Energia, Consumatori: nel 2013 spesa di 1800 euro

 

 

Nel 2013 per energia elettrica e gas la spesa complessiva delle famiglie ammonterà a 1837 euro, il 61% in più rispetto al 2000. Anche per quest’anno dunque non si arresta la crescita delle bollette di elettricità e gas, che continua ad incidere in maniera determinante sul potere di acquisto delle famiglie. Lo rilevano le associazioni Adiconsum, Adoc, Cittadinanzattiva, Federconsumatori, Movimento Consumatori.

L’aumento è il doppio rispetto all’aumento del tasso di inflazione dal 2000 ad oggi, che risulta pari al 32,6%. L’aumento medio delle tariffe rispetto al 2012, invece, risulta per l’energia elettrica pari al +3%,(+13 euro annui) e per il gas pari a +1% (+18 euro annui) .

Gli ultimi provvedimenti del Governo Letta sul CIP6  sono un primo passo importante, ma non sufficiente per ridurre il caro energie – affermano le associazioni – Rimane, comunque, irrisolto il tema delle aziende energivore i cui incentivi sono stati impropriamente addebitati sulle bollette delle famiglie italiane, dal precedente Governo”. Per questo motivo le associazioni chiedono all’attuale Governo di “annullare il provvedimento “Energivore”, che rischia di azzerare tutti i benefici annunciati nel recentissimo “decreto del fare”.

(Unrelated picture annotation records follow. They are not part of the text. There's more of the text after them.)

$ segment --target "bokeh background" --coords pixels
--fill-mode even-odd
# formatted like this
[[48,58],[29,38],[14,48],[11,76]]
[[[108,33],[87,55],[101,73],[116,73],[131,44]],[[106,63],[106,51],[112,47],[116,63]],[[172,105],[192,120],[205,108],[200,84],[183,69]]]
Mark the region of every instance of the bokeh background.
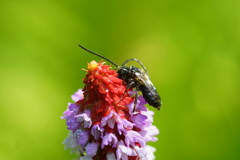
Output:
[[[162,99],[157,160],[240,158],[239,0],[1,0],[0,159],[70,160],[60,119],[91,60],[137,58]],[[137,65],[133,63],[133,65]]]

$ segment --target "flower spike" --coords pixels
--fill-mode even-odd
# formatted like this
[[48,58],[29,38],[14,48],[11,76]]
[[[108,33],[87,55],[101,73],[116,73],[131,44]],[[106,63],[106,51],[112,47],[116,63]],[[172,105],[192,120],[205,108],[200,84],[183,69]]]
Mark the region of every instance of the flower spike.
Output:
[[80,160],[153,160],[159,131],[152,125],[153,112],[145,107],[142,96],[137,99],[131,89],[118,78],[116,70],[104,62],[88,64],[85,86],[73,96],[62,119],[69,136],[66,148],[80,154]]

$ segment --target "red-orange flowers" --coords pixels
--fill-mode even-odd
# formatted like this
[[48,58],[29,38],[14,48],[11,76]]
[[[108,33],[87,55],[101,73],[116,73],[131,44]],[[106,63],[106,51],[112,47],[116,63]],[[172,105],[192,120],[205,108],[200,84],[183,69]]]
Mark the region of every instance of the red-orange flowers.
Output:
[[62,117],[71,130],[66,147],[79,152],[80,160],[154,159],[154,148],[146,145],[159,132],[153,112],[141,96],[133,111],[133,91],[124,94],[126,85],[109,68],[103,62],[88,64],[85,87],[72,96],[75,103]]

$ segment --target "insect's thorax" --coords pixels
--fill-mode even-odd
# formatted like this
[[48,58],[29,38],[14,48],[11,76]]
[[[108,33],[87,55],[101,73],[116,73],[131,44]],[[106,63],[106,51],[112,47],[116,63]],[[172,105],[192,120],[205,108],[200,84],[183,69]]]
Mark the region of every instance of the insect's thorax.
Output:
[[141,69],[134,66],[126,67],[121,66],[118,70],[118,77],[124,80],[127,84],[134,82],[132,87],[139,85],[139,75],[141,74]]

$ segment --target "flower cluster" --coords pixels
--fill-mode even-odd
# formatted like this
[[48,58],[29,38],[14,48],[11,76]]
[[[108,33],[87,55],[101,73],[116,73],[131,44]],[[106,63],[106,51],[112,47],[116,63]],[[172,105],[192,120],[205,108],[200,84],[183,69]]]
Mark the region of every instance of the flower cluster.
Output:
[[69,136],[66,148],[80,153],[80,160],[152,160],[158,129],[152,125],[153,112],[140,96],[134,109],[134,91],[127,91],[103,62],[88,64],[85,87],[78,90],[63,119]]

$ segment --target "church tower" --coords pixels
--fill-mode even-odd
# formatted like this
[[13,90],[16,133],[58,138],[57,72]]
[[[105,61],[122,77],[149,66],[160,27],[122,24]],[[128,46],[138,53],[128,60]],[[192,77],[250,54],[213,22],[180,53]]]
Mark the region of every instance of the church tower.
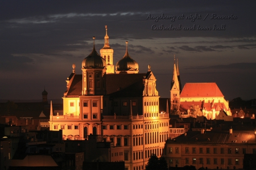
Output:
[[[179,109],[180,108],[180,94],[181,83],[178,79],[178,68],[176,67],[175,55],[174,56],[174,73],[171,84],[171,110]],[[181,87],[180,87],[181,88]]]
[[42,92],[42,95],[43,97],[43,100],[42,100],[43,103],[48,103],[48,100],[47,100],[48,92],[46,91],[46,87],[44,87],[44,91]]
[[130,57],[128,53],[128,41],[126,43],[126,51],[123,58],[117,62],[115,73],[117,74],[137,74],[139,72],[139,65]]
[[105,93],[106,61],[93,49],[82,62],[82,95],[101,95]]
[[106,74],[114,74],[114,66],[113,65],[113,54],[114,50],[109,46],[109,36],[108,36],[108,27],[105,26],[106,28],[106,35],[105,36],[104,46],[101,49],[100,52],[101,56],[106,61]]

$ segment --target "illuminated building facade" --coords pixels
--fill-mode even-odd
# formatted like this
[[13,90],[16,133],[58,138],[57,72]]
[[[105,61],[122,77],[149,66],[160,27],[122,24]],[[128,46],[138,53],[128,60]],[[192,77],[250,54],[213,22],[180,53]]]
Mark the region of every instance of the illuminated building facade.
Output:
[[[183,117],[204,116],[208,119],[233,121],[229,102],[224,99],[216,83],[187,83],[182,91],[181,88],[178,63],[177,61],[176,67],[175,59],[171,87],[171,110],[178,110]],[[192,106],[197,107],[200,112],[192,113]],[[183,114],[184,112],[187,114]]]
[[108,72],[103,54],[101,49],[100,56],[94,45],[82,62],[82,74],[76,74],[73,66],[63,97],[63,115],[51,112],[50,130],[62,129],[64,139],[101,135],[114,147],[123,148],[126,169],[144,169],[151,154],[164,154],[168,138],[169,115],[159,113],[156,79],[150,65],[146,73],[138,73],[127,42],[125,56],[115,65],[116,74],[108,74],[114,73]]

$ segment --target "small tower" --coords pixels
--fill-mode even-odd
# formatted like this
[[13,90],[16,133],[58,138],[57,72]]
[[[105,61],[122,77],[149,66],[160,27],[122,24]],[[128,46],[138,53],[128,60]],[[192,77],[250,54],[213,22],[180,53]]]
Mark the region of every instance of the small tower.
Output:
[[43,91],[43,92],[42,92],[42,95],[43,97],[42,102],[44,103],[48,103],[47,101],[48,92],[46,91],[46,87],[44,87],[44,90]]
[[108,27],[105,26],[106,29],[106,35],[105,36],[104,46],[101,49],[100,53],[101,56],[106,61],[106,74],[114,74],[114,66],[113,65],[113,54],[114,50],[110,48],[109,42],[109,36],[108,35]]
[[171,84],[171,110],[178,110],[180,108],[180,83],[178,79],[174,55],[174,73]]
[[139,65],[135,60],[130,57],[128,53],[128,41],[126,43],[126,51],[123,58],[117,62],[115,65],[117,74],[134,74],[139,72]]
[[82,95],[99,95],[105,94],[106,61],[93,49],[82,62]]

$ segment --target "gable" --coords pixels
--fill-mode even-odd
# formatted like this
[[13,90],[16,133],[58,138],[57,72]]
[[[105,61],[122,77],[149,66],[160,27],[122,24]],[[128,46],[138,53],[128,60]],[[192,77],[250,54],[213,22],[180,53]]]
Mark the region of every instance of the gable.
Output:
[[180,94],[180,97],[224,97],[216,83],[188,83]]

Quali sono i provvedimenti richiesti? Nel settore del gas: dare piena attuazione alla riforma del gas sul mercato all’ingrosso; ridurre la pressione fiscale sulle bollette del gas (che attualmente è il doppio rispetto alla media europea) ed abolire la tassa sulla tassa, ovvero l’assoggettamento all’IVA delle imposte erariali e delle addizionali regionali; sterilizzare automaticamente l’incremento dell’Iva all’aumento del costo della materia prima; mantenere l’Iva al 10% anche per il riscaldamento ad uso abitativo, che non deve più essere considerato come un bene di lusso.

Nel settore dell’energia elettrica i provvedimenti ritenuti necessari sono quelli di togliere dalle bollette domestiche gli incentivi sulle imprese energivore e ripulire gli “oneri di sistema” nelle bollette elettriche per le voci impropriamente annoverate tra le componenti; modificare il meccanismo di sostegno alle fonti rinnovabili trasferendo gli incentivi sulla fiscalità generale; esentare dall’imposizione dell’IVA i diversi contributi ed incentivi annoverati tra gli oneri di sistema; rendere più eque e trasparenti le diverse voci della bolletta elettrica.